Der Siegestreffer von Artjom Dowbik in der Nachspielzeit der Verlängerung stürzte die Ukraine, die in der Gruppenphase noch den Niederlanden (2:3) und Österreich (0:1) unterlegen war und nur knapp als einer von vier Dritten ins Achtelfinale gerutscht war, in einen Freudentaumel. „Wir fordern morgen arbeitsfrei für das ganze Land!“, verkündete die Boulevardzeitung „KP“ nach dem Coup gegen Schweden in Glasgow. „Es ist bereits nach Mitternacht, und wir, alle 40 Millionen, sind immer noch auf dem Spielfeld.“
Der erste Viertelfinal-Einzug bei einem großen Fußballturnier seit der Weltmeisterschaft 2006 in Deutschland lädt Trainer, Spieler und die Fans in der ukrainischen Heimat zum Träumen ein. Nun will das Team von Teamchef Schewtschenko mehr – auch wenn im Viertelfinale in Rom am Samstag (21.00 Uhr, live in ORF1) mit den Engländern nun ein Titelkandidat wartet. „Mit dieser Leistung, diesem Engagement und heroischen Kampf hat sich unsere Mannschaft die Liebe einer ganzen Nation verdient“, sagte der ehemalige Stürmerstar.

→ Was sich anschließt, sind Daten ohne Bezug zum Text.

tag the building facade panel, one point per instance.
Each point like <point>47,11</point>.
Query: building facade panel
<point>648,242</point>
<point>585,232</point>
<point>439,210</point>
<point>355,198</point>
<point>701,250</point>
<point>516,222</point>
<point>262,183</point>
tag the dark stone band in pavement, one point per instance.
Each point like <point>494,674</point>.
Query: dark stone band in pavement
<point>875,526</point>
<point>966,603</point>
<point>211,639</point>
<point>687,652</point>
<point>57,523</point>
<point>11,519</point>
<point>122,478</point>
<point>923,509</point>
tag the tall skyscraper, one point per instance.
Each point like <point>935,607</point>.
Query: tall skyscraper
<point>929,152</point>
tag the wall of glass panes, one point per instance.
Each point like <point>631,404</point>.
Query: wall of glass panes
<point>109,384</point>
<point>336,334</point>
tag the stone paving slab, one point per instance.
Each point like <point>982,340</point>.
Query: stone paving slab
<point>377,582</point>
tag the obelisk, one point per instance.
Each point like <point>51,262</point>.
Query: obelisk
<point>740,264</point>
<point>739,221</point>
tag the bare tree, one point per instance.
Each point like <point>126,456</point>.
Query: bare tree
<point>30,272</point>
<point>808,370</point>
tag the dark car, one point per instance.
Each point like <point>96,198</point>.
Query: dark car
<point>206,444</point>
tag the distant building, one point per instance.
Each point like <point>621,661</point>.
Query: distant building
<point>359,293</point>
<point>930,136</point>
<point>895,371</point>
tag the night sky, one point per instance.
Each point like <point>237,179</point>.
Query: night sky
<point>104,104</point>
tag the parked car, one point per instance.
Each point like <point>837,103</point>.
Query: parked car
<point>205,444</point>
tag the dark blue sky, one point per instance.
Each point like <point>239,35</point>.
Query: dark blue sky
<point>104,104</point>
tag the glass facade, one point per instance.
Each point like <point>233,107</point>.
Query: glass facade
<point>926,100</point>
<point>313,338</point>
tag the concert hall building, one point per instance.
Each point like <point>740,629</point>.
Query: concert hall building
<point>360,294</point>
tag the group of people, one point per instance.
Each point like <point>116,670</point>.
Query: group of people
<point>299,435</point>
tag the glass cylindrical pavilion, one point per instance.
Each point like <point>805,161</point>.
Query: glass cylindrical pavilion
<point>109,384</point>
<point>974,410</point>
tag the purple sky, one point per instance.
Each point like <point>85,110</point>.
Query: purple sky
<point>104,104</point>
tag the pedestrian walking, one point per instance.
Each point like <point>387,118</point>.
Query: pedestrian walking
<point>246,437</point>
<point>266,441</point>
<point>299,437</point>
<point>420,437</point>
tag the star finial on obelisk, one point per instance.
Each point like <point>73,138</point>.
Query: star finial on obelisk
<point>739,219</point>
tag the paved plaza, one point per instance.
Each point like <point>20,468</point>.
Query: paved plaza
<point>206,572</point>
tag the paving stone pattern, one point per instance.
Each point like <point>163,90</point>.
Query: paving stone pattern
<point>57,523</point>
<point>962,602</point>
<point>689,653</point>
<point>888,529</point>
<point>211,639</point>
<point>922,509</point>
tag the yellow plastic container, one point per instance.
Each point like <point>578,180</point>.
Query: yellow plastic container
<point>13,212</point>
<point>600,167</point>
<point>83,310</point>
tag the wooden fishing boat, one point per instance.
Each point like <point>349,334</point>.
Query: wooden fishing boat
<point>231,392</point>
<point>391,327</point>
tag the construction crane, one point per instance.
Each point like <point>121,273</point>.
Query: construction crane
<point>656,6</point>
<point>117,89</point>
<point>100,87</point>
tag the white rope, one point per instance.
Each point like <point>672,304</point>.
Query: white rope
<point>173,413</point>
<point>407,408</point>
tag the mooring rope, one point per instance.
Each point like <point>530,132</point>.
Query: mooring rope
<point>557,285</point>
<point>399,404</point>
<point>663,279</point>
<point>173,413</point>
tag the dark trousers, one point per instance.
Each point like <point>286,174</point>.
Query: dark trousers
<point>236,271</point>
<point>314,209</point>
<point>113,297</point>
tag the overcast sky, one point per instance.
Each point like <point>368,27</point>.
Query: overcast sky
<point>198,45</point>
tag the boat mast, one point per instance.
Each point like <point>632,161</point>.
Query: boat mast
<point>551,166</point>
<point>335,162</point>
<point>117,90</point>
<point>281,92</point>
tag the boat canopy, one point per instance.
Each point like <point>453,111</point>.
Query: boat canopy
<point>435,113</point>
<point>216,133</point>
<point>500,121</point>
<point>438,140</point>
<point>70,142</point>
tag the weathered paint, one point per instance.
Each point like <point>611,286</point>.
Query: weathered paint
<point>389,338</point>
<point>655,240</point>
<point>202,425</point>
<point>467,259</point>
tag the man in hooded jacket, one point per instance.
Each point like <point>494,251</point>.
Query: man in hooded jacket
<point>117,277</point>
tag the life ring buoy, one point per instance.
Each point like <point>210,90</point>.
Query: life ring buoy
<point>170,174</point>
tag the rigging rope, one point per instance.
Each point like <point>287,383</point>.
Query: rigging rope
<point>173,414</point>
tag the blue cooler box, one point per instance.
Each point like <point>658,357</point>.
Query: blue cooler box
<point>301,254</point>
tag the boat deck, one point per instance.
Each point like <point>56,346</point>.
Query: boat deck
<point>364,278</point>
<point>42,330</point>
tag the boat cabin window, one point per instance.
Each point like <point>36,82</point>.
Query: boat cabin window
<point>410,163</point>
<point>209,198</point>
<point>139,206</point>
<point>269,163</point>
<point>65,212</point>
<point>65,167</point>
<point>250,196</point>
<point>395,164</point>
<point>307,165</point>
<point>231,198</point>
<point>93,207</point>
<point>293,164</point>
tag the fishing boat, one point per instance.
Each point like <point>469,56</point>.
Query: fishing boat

„Es ist eine historische Leistung“, sagte der ukrainische Linksverteidiger Alexander Sintschenko, der sein Land mit einem fulminanten Schuss in Führung gebracht hatte (27.). Trotz aller Euphorie versuchte der 24-Jährige, der beim englischen Meister Manchester City sein Geld verdient, sich und seine Kollegen auf dem Boden der Realität zu halten. „Mein Rat an alle: Lasst uns feiern, wir leben nur einmal, und wir werden diese Momente vielleicht nie wiederholen“, sagte Sintschenko mit Hinblick auf den nächsten Gegner.
Viel Kampf und Stangenschüsse
Es war tatsächlich ein harter Kampf, den sich die beiden blau-gelben Mannschaften vor 9.221 Zuschauern im Hampden Park der schottischen Metropole Glasgow lieferten. Fußballerisch zwar nicht immer glanzvoll, aber doch voller Höhepunkte entwickelte sich eine kurzweilige Partie. Schwedens Mittelfeldstar Emil Forsberg traf aus der Distanz zum zwischenzeitlichen Ausgleich ins Netz (43.), aber auch jeweils Stange und Latte. Auch die Ukraine hatte ihre Chancen.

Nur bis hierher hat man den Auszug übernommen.